El pasado 30 de octubre fue un día especial. Hubo una explosión de colores, música, baile tradicional para celebrar el 15 aniversario de la escuela con un open day extraordinario. Para festejarlo viajaron hasta allí muchos amigos italianos que también siguen el camino de la amistad y del teatro gracias a su relación con Emanuele Banterle, fundador de la compañía teatral de los Incamminati, que trabajó con Giovanni Testori. Y es que la nueva sala teatral de la Little Price llevará el nombre de Emanuele. Ellos han decidido implicarse en la construcción de esta nueva sala, que quieren dotar con un techo más alto, trampillas, sistema de luces, micrófonos, un telón nuevo.

Con el dinero que han conseguido recaudar, casi 12.000 euros, han conseguido la mitad de la obra: el escenario ya está preparado y han comprado el telón, por eso han decidido inaugurarla ya. En la placa, diseñada por Matteo Negri, un artista que se añade a la cadena de arte y belleza que hace de la Little Prince una escuela tan especial, una frase de Emanuele: «Si el teatro no habla al hombre, no comunica, resulta absurdo o inútil. Para comunicar debe ponerse en sintonía con el camino del hombre, debe correr el riesgo de enfrentarse al hombre concreto y medirse con él». Hoy el teatro se mide con el hombre aquí más que en cualquier otra parte.

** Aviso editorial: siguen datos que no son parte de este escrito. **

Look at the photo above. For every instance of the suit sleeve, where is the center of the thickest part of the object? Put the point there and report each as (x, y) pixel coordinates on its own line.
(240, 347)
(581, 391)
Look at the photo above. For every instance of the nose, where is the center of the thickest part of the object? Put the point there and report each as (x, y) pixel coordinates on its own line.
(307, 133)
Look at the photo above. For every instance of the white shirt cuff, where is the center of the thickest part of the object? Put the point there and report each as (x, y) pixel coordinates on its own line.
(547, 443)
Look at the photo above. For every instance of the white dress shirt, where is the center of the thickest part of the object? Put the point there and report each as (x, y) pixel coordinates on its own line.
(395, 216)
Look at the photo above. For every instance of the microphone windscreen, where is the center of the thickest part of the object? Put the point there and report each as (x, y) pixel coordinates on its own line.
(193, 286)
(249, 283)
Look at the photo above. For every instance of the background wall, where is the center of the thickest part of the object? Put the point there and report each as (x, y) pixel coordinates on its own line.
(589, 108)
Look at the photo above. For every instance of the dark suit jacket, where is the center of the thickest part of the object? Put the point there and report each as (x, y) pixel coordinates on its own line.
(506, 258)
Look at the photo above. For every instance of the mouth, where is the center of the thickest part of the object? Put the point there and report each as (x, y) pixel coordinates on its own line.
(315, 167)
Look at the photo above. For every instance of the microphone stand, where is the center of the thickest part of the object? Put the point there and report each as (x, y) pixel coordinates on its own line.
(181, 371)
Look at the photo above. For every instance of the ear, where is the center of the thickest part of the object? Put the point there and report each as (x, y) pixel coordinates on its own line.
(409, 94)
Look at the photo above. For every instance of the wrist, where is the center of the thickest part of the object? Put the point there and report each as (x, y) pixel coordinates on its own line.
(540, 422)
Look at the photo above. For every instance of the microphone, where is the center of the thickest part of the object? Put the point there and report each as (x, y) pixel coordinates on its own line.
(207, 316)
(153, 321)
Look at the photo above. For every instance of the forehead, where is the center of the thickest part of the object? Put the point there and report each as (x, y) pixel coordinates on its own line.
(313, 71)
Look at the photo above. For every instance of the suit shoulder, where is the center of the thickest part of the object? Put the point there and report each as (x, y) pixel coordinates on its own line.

Como ha dicho Gabriele Allevi, director del Festival Desidera en Bérgamo, que también ha recogido fondos para este fin al término de cada uno de sus espectáculos, hablar del teatro para los niños de Kibera nos hace descubrir qué es realmente el gesto teatral: «Cuando nuestros amigos nos hablaron de la obra educativa que estáis llevando a cabo en Nairobi y de la intención de dar una casa más digna a vuestra actividad teatral, inmediatamente nos entusiasmó la idea de implicar a nuestra gente en este pequeños gesto de apoyo. No tanto por hacer una obra buena sino por aprovechar la oportunidad de participar en la difusión del teatro como experiencia educativa para niños y adultos. Es algo que creemos firmemente: el teatro pone a prueba las palabras que decimos, las pone en común, verifica el peso que tienen y les da una carne. En teatro la palabra pierde su abstracción y se convierte en experiencia compartida. Durante los espectáculos de nuestro festival, durante años, se reúne mucha gente de diversas culturas, edades, clase social, religión. Pero todos esperan oír algo verdadero y volver a casa un poco cambiados. Nos hemos dirigido a ellos para hablarles de vosotros, de vuestro trabajo con niños menos afortunados que los nuestros en cuanto a bienes pero no en cuanto a Bien. Ese es gratis, basta con saber verlo y pedirlo. A veces es “invisible a nuestros ojos”, como dice el principito al que habéis dedicado vuestra escuela, pero al corazón no se le escapa nunca. Nosotros también lo buscamos y solo tenemos posibilidad de encontrarlo compartiendo este intento con compañeros de viaje. Hablar de vosotros, antes y después de los espectáculos, ha sido ocasión de compartir esto y por eso os damos las gracias, aunque solo os conozcamos por intermediarios».